Ai partecipanti sono stati forniti 18 campioni di rifiuti, appartenenti a diverse tipologie di sottoprodotto di lavorazione industriale come: ritagli di piccole e grandi dimensioni, refili di semilavorati, differente materiale cascame di produzione tessile e non, ed infine cimose di tessuti di svariata natura.

 

 

Le aziende fornitrici degli scarti sono state individuate e contattate dai partner del consorzio Life M3P, con lo scopo di proporrel’adesione al progetto tramite la registrazione sulla piattaforma M3P – Material Match Making Platform.

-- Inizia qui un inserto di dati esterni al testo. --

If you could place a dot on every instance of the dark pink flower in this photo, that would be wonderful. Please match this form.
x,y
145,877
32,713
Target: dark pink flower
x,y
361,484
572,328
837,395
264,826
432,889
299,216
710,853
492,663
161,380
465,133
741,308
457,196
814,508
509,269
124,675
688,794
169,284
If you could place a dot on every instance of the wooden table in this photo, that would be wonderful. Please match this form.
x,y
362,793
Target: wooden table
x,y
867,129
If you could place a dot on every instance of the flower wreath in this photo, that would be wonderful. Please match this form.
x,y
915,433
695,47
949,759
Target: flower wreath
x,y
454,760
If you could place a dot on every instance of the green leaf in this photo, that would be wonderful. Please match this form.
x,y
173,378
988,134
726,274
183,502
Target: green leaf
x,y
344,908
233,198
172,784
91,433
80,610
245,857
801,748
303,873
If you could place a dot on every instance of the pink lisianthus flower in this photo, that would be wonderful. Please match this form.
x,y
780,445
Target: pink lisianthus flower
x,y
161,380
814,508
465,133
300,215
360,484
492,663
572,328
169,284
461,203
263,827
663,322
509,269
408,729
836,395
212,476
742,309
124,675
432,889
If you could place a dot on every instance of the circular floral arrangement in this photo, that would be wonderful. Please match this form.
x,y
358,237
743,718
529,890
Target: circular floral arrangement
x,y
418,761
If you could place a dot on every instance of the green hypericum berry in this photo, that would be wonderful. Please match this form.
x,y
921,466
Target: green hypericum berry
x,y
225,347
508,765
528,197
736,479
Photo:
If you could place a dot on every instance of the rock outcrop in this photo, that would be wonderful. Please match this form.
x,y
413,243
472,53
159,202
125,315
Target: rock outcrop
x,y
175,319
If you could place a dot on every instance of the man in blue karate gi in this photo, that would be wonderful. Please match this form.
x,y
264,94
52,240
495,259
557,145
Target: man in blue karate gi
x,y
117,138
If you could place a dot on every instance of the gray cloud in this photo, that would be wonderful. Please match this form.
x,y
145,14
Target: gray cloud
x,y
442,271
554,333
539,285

Questo portale, sviluppato ad hoc, è attualmente accessibile online in una prima versione beta: https://www.materialmatch.eu/. L’adesione al progetto offre alle aziende la possibilità di avere online il proprio materiale di scarto, così da essere accessibile ai produttori in cerca di un’alternativa alle materie prime vergini utilizzate.
In questo modo, tutte le aziende produttrici interessate al tema della simbiosi industriale, avendo uno scarto da proporre o proponendo la loro expertise nel trasformare materie prime seconde, possono aderire al progetto registrandosi sulla piattaforma.

 

 

Fin dalla presentazione del brief, lo staff di MCI ha  percepito l’interesse e l’entusiasmo che in poche settimane di lavoro si è tradotto in un’ampia raccolta di idee.
Le applicazioni, generate ad hoc dagli studenti NABA, propongono soluzioni che sfruttano le caratteristiche intrinseche degli scarti utilizzandoli in maniera fresca e inaspettata. Nei prossimi mesi il consorzio Life M3P selezionerà le proposte più idonee alla realizzazione di prototipp, considerando anche le aziende attualmente coinvolte nel progetto, disposte a condividere il loro know-how per approfondire gli aspetti tecnici e cogliere l’occasione per individuare nuove opportunità di business.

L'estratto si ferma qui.